Disclaimer: The author of this book is a dear friend of mine, but that in no way influences my opinion of the book.

In Stitches is a geek’s dream. I mean that very lovingly, but it’s a book that shares its love of what it means to be dorky, and does it without shame. We need more books that remind us that it’s okay to be insanely geeky, even if the rest of the world wants to judge us for it.

The characters in this book, particularly Tom and Scott were insanely memorable. While both social awkward, each has a very distinctive voice that makes it easy to tell who runs the damn show. Personally, I was a Scott fan, but that might be because the character reminds me of my fiancee, who also happens to be named Scott, and who is also a curmudgeon about geekness and people. He also loves Tetris. The similarities were a bit endless!

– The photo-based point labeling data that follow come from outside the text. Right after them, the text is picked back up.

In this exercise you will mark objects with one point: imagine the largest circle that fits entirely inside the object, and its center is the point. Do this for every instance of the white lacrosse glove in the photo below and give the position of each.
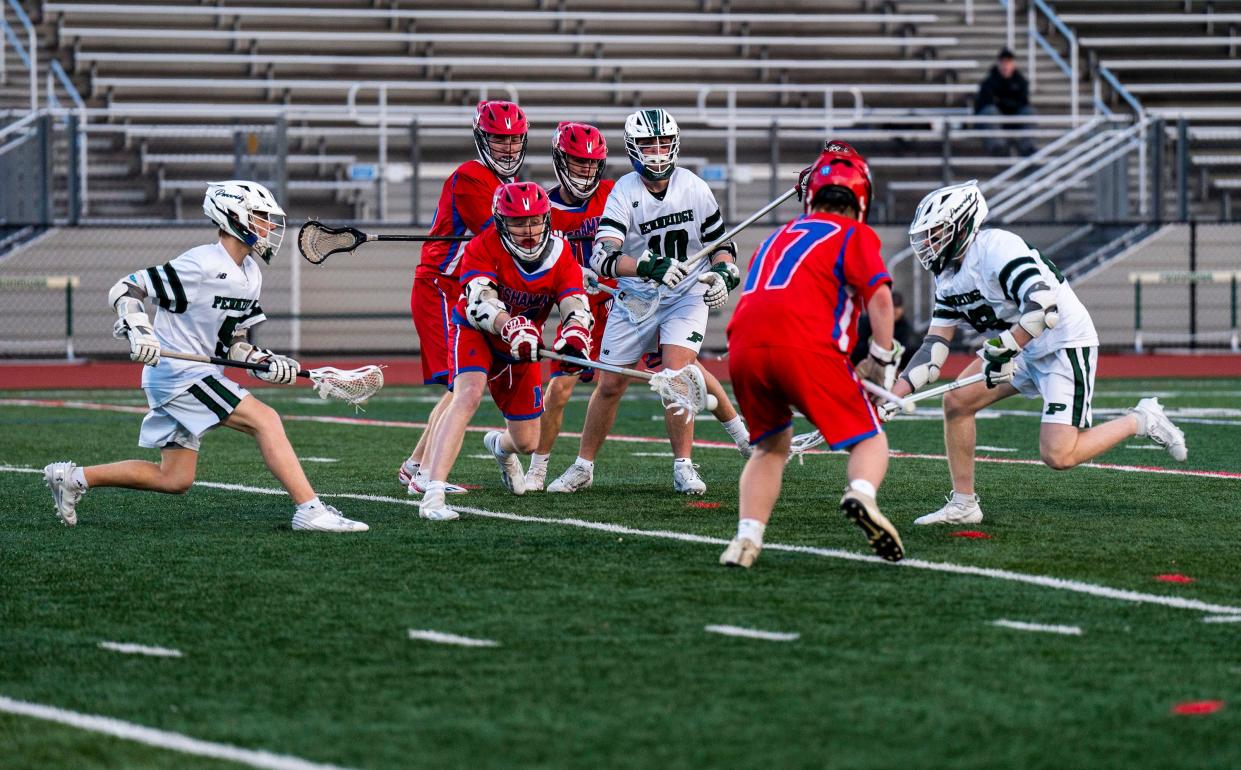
(143, 344)
(523, 338)
(720, 280)
(281, 369)
(999, 358)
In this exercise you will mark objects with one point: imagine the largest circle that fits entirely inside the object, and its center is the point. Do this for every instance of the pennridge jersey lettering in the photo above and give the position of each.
(808, 283)
(676, 224)
(464, 209)
(204, 298)
(987, 287)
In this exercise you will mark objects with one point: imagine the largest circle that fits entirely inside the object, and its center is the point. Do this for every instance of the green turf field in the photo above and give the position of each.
(298, 643)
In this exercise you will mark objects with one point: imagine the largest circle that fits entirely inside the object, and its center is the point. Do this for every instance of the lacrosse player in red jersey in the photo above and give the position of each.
(207, 302)
(464, 209)
(578, 154)
(511, 276)
(788, 348)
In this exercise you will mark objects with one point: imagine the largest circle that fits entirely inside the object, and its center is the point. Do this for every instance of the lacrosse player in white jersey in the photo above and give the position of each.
(1041, 343)
(657, 216)
(207, 302)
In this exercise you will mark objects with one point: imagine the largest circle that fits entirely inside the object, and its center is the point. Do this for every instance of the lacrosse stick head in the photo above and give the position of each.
(317, 241)
(353, 385)
(683, 391)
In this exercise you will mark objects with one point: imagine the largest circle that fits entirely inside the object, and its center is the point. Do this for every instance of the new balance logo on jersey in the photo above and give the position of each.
(231, 303)
(668, 220)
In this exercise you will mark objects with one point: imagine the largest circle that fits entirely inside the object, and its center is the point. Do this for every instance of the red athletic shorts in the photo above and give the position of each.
(600, 306)
(770, 383)
(432, 307)
(516, 388)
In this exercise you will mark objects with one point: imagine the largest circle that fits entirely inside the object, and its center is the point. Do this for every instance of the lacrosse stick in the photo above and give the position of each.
(353, 385)
(681, 390)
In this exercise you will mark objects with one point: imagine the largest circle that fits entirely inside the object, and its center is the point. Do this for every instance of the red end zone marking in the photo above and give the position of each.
(1198, 707)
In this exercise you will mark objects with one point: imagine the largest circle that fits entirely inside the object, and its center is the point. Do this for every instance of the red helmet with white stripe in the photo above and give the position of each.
(840, 167)
(500, 137)
(578, 153)
(523, 219)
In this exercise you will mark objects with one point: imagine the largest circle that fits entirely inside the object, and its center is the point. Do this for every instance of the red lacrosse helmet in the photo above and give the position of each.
(495, 119)
(585, 144)
(528, 241)
(840, 167)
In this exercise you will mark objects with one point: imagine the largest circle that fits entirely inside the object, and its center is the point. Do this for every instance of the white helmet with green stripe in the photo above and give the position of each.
(653, 140)
(247, 211)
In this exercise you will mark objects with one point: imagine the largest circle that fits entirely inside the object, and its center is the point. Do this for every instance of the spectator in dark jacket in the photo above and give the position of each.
(1005, 92)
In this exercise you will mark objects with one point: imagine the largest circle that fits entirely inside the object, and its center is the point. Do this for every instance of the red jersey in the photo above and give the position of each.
(807, 285)
(525, 293)
(581, 220)
(464, 209)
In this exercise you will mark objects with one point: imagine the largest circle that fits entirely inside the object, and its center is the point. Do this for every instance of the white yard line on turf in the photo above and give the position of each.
(156, 652)
(698, 443)
(1021, 626)
(160, 739)
(1059, 584)
(753, 634)
(449, 638)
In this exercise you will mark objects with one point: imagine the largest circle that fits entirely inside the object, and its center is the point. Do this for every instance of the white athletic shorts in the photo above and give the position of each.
(186, 417)
(1065, 379)
(680, 321)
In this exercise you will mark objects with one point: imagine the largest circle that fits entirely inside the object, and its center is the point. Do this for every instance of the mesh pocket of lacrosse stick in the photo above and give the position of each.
(353, 385)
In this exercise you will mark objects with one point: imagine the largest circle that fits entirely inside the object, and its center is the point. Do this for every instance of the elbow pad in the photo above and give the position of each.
(483, 304)
(576, 311)
(1039, 309)
(926, 363)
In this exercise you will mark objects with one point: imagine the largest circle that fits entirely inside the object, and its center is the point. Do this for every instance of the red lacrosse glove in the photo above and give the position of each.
(521, 337)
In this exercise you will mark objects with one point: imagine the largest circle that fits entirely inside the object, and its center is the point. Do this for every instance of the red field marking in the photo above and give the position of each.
(1174, 578)
(1198, 707)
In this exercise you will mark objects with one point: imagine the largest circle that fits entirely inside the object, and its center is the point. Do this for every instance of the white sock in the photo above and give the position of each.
(736, 429)
(752, 530)
(865, 487)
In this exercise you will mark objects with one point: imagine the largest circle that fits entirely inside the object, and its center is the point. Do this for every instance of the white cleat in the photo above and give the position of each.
(536, 477)
(513, 476)
(575, 478)
(325, 518)
(685, 478)
(434, 509)
(58, 477)
(956, 512)
(882, 537)
(741, 552)
(1155, 426)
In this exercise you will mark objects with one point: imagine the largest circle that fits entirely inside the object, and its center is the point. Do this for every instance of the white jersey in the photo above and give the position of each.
(987, 288)
(204, 299)
(678, 224)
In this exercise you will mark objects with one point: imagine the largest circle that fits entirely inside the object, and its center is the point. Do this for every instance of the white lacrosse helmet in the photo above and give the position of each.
(946, 224)
(653, 124)
(247, 211)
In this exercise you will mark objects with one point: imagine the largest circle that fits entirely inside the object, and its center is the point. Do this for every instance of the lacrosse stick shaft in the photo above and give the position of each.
(221, 362)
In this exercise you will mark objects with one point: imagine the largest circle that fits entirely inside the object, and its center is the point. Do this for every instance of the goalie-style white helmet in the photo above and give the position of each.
(247, 211)
(655, 131)
(946, 224)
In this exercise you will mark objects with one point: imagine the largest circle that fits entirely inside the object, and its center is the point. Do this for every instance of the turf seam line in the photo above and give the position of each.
(160, 739)
(698, 443)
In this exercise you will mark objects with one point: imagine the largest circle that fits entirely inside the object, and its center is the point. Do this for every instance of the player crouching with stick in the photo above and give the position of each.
(511, 276)
(207, 298)
(788, 348)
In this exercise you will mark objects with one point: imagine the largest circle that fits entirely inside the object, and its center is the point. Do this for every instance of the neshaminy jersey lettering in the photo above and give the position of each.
(987, 288)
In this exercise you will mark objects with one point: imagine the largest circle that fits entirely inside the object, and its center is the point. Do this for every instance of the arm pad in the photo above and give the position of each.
(483, 304)
(926, 363)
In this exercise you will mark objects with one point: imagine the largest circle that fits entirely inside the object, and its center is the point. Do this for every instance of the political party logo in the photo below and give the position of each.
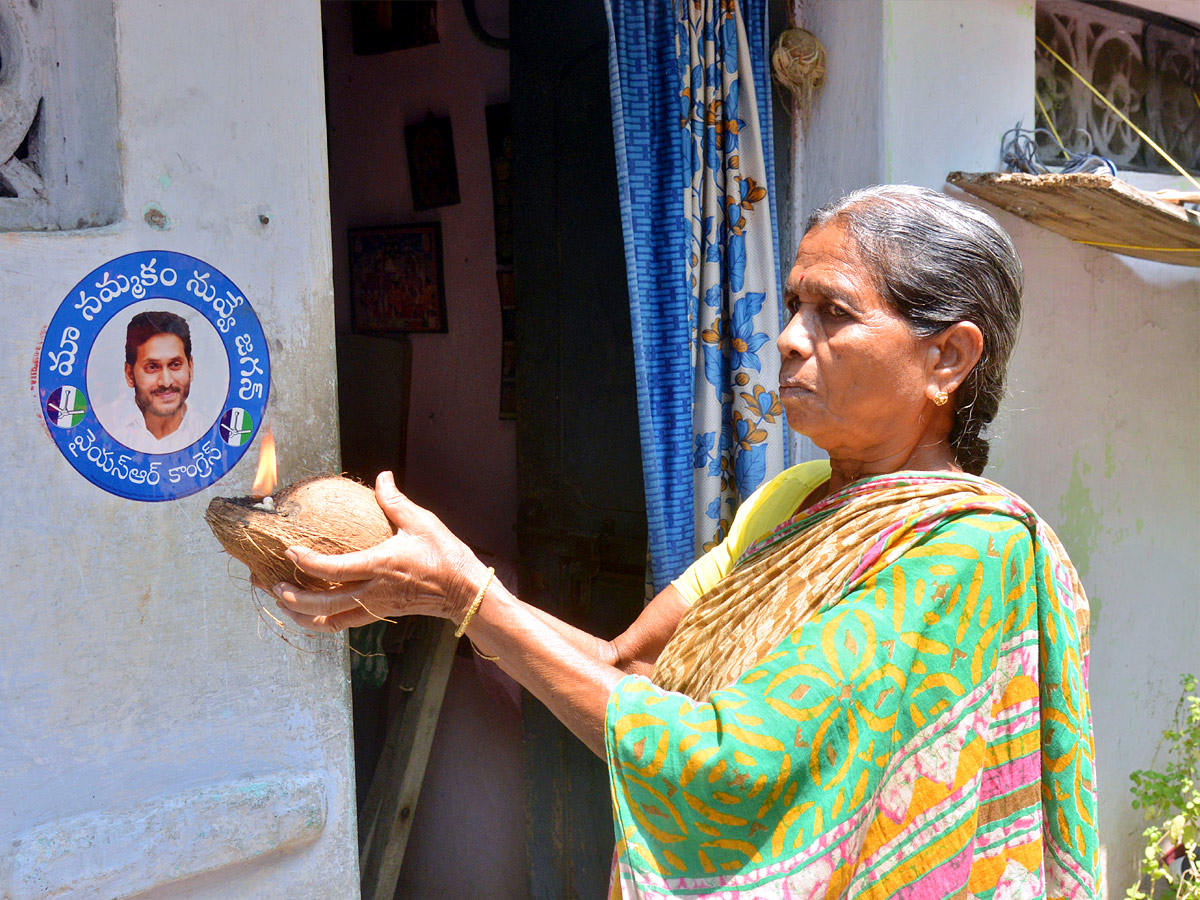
(154, 376)
(237, 427)
(65, 407)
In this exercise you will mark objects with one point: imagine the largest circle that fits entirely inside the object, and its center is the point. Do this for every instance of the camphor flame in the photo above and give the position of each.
(265, 477)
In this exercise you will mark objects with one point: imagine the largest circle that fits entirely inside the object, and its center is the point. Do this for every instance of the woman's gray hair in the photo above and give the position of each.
(939, 262)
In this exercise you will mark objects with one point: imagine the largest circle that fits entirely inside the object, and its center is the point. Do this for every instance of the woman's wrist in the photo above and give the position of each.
(467, 592)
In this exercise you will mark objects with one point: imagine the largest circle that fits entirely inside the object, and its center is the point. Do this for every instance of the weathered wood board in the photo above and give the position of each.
(1099, 210)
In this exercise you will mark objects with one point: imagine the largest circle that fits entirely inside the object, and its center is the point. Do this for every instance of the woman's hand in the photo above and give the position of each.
(421, 570)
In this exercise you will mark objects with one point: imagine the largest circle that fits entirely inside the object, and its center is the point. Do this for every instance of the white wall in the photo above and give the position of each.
(1102, 427)
(141, 699)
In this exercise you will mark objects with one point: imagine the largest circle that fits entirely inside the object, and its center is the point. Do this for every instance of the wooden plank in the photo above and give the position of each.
(1093, 209)
(391, 801)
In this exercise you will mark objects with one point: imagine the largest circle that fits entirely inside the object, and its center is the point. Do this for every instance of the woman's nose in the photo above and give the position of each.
(796, 339)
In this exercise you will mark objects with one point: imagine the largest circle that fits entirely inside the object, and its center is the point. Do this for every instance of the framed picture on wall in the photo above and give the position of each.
(432, 169)
(396, 283)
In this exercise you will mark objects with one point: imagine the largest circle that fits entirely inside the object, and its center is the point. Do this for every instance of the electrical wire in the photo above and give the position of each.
(1019, 153)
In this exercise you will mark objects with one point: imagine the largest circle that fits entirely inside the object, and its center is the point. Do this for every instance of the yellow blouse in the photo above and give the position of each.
(773, 503)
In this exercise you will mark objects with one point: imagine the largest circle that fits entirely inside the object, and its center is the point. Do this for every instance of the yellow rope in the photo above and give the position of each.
(1049, 121)
(1123, 118)
(1135, 246)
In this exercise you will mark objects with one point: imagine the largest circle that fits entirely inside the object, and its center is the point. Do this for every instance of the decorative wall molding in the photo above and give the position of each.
(1146, 66)
(59, 162)
(124, 852)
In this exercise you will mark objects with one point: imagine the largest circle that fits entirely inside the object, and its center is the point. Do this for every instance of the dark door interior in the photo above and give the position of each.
(582, 515)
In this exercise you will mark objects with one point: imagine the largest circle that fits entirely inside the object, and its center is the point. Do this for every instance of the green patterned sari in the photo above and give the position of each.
(887, 697)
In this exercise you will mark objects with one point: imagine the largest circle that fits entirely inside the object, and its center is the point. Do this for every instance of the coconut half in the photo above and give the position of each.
(329, 514)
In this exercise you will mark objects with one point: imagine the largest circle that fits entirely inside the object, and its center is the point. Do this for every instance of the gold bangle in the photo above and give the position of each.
(481, 655)
(474, 604)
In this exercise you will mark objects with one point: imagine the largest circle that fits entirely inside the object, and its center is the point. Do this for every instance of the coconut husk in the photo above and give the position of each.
(329, 514)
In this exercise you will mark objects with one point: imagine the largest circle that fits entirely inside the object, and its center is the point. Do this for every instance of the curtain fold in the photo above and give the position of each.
(695, 171)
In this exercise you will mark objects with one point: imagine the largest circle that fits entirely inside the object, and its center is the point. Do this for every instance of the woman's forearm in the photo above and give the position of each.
(594, 647)
(563, 667)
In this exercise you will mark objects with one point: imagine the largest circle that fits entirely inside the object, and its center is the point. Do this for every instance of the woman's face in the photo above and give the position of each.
(853, 376)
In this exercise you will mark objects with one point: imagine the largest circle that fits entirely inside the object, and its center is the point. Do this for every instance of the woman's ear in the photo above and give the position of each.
(954, 353)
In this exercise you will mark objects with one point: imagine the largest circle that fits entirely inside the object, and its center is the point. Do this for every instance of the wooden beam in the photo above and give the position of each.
(1098, 210)
(391, 801)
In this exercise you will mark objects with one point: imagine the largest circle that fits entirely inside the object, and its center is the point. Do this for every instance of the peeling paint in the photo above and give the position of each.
(155, 217)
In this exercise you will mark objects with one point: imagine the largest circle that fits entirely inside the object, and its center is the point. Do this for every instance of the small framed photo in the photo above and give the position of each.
(396, 283)
(384, 25)
(432, 169)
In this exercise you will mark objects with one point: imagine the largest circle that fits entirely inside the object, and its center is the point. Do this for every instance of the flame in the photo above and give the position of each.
(265, 477)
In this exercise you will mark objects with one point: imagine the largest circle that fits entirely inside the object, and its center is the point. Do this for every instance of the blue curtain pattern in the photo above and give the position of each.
(695, 171)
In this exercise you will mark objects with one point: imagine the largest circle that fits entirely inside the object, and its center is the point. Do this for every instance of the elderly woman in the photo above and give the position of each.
(876, 685)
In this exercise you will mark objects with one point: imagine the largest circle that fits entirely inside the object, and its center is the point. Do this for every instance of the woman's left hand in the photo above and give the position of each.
(421, 570)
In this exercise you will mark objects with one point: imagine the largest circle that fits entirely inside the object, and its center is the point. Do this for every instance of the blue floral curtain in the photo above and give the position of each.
(695, 169)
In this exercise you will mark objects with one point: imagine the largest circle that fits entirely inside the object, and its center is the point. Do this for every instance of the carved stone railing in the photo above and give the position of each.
(1147, 66)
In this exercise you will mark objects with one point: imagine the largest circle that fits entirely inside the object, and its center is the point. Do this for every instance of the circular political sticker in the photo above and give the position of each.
(154, 376)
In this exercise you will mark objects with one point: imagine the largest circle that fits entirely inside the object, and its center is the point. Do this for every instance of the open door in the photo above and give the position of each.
(582, 511)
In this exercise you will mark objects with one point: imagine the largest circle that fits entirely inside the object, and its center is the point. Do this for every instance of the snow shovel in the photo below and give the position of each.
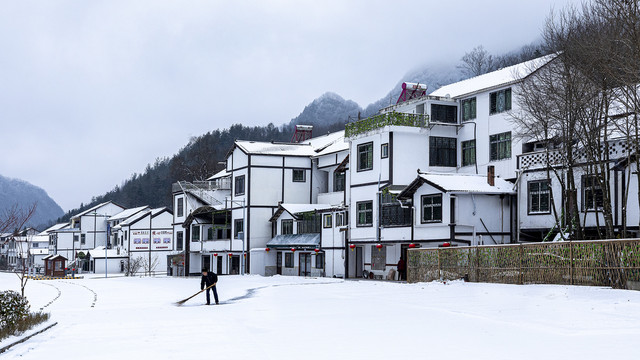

I also loved Tom too. He’s so darling, awkward, and he sucks with women, yet he’s the one you’d likely take home to mom… except for the part where he’s stitching people’s body parts for his own personal creation. Enter in Adam, the “monster” who is… well, he’s adorkable, lovable and downright silly at times. Perhaps that is Tom and Scott’s influence?

While In Stitches is a novel about playing god, it’s done in such a humorous way. I found myself laughing out loud throughout a lot of the book, and there’s tons of references and homages to video games, horror films, science fiction fandoms, Stephen King, and general geekiness. All of these aspects are wonderfully placed and add such a playfulness to the overall narrative, making the book hard to put down. It helps that all the characters are wonderfully realized, so their banter feels very natural and fun. Seely shines at characterization, because he knows how to get genuine laughs and not the forcible kind.

The only thing that bothered me, and this is a case of the physical edition I have, is that there were quite a number of typos in the text and no page numbers, making it harder for me to want to tab parts of the book and share favourite quotes. Still, I’m so much more forgiving towards these aspects because Trent is a dear friend and it is his first novel.

In Stitches is delightfully playful and would make a great edition on anyone’s e-device or book shelf. It’s cheeky, geeky, and does a great job of recognizing it’s target audience. I look forward to seeing what other silliness Trent Seely will come up with next!